From the Command Line¶
In addition to the programmatic interface, timeit provides a command line interface for testing modules without instrumentation.
To run the module, use the new -m option to find the module and treat it as the main program:
$ python -m timeit
For example, to get help:
$ python -m timeit -h
Tool for measuring execution time of small code snippets.
This module avoids a number of common traps for measuring execution
times. See also Tim Peters' introduction to the Algorithms chapter in
the Python Cookbook, published by O'Reilly.
Library usage: see the Timer class.
Command line usage:
python timeit.py [-n N] [-r N] [-s S] [-t] [-c] [-h] [--] [statement]
Options:
-n/--number N: how many times to execute 'statement' (default: see below)
-r/--repeat N: how many times to repeat the timer (default 3)
-s/--setup S: statement to be executed once initially (default 'pass')
-t/--time: use time.time() (default on Unix)
-c/--clock: use time.clock() (default on Windows)
-v/--verbose: print raw timing results; repeat for more digits precision
-h/--help: print this usage message and exit
--: separate options from statement, use when statement starts with -
statement: statement to be timed (default 'pass')

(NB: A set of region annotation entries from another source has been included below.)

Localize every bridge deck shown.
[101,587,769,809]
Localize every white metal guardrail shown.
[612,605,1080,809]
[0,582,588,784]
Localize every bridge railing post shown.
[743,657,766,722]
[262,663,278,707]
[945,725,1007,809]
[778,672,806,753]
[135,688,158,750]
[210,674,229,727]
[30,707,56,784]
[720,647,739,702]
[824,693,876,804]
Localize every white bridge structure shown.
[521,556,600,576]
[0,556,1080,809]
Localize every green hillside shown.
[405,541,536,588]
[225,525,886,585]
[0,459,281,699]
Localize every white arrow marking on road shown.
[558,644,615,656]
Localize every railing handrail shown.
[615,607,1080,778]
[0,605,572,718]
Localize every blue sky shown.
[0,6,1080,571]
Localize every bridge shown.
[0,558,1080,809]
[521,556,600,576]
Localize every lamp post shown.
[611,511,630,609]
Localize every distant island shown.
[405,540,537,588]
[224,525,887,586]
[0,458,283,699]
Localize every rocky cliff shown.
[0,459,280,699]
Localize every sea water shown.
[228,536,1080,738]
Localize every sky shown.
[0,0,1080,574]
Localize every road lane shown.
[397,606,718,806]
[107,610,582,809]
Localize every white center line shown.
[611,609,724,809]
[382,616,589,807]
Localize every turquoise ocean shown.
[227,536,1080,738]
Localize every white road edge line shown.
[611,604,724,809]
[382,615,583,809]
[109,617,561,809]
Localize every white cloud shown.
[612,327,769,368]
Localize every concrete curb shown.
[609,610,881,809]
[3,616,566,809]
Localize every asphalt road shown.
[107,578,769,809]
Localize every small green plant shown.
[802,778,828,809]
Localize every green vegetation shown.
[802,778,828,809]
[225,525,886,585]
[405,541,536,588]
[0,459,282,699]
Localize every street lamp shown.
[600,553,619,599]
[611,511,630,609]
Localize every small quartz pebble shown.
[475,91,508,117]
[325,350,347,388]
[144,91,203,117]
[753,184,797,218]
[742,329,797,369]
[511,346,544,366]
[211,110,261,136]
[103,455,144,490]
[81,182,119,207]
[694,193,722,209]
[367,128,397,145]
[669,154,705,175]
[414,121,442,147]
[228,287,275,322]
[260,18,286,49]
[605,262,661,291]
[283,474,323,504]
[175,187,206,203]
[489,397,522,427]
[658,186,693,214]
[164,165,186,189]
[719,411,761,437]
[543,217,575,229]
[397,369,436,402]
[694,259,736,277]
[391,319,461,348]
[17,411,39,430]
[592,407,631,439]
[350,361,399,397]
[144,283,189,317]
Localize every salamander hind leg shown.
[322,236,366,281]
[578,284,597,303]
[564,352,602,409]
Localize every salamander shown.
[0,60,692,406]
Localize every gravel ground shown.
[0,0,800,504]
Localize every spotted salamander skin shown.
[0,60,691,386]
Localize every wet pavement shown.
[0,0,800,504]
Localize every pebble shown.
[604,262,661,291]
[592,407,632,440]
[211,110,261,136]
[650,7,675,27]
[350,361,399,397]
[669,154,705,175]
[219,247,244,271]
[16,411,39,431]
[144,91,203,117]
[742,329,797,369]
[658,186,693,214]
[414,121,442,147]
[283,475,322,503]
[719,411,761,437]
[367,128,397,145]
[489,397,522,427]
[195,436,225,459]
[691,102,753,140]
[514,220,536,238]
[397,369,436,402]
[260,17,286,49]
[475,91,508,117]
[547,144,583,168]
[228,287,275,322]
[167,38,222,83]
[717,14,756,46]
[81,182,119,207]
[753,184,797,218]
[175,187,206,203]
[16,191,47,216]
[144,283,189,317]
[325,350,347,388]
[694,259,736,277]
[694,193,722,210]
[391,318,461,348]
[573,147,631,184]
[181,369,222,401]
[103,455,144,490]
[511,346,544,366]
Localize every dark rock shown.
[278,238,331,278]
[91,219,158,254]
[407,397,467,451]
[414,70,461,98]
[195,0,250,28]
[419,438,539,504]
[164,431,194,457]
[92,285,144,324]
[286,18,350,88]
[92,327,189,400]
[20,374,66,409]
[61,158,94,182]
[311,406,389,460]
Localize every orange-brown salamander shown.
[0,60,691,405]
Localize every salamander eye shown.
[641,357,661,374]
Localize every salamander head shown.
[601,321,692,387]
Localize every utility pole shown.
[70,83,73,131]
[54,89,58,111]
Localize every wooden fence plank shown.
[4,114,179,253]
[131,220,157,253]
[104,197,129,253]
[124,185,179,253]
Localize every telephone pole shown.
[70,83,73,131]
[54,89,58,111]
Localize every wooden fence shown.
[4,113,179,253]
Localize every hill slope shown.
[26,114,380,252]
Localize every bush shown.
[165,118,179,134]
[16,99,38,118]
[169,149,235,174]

A multi-line statement may be given by specifying each line as a
separate argument; indented lines are possible by enclosing an
argument in quotes and using leading spaces. Multiple -s options are
treated similarly.
If -n is not given, a suitable number of loops is calculated by trying
successive powers of 10 until the total time is at least 0.2 seconds.
The difference in default timer function is because on Windows,
clock() has microsecond granularity but time()'s granularity is 1/60th
of a second; on Unix, clock() has 1/100th of a second granularity and
time() is much more precise. On either platform, the default timer
functions measure wall clock time, not the CPU time. This means that
other processes running on the same computer may interfere with the
timing. The best thing to do when accurate timing is necessary is to
repeat the timing a few times and use the best time. The -r option is
good for this; the default of 3 repetitions is probably enough in most
cases. On Unix, you can use clock() to measure CPU time.
Note: there is a certain baseline overhead associated with executing a
pass statement. The code here doesn't try to hide it, but you should
be aware of it. The baseline overhead can be measured by invoking the
program without arguments.
The baseline overhead differs between Python versions! Also, to
fairly compare older Python versions to Python 2.3, you may want to
use python -O for the older versions to avoid timing SET_LINENO
instructions.
The statement argument works a little differently than the argument to Timer. Instead of one long string, you pass each line of the instructions as a separate command line argument. To indent lines (such as inside a loop), embed spaces in the string by enclosing the whole thing in quotes. For example:
$ python -m timeit -s "d={}" "for i in range(1000):" " d[str(i)] = i"
1000 loops, best of 3: 289 usec per loop
It is also possible to define a function with more complex code, then import the module and call the function from the command line:
def test_setitem(range_size=1000):
l = [ (str(x), x) for x in range(range_size) ]
d = {}
for s, i in l:
d[s] = i
Then to run the test:
$ python -m timeit "import timeit_setitem; timeit_setitem.test_setitem()\
"
1000 loops, best of 3: 417 usec per loop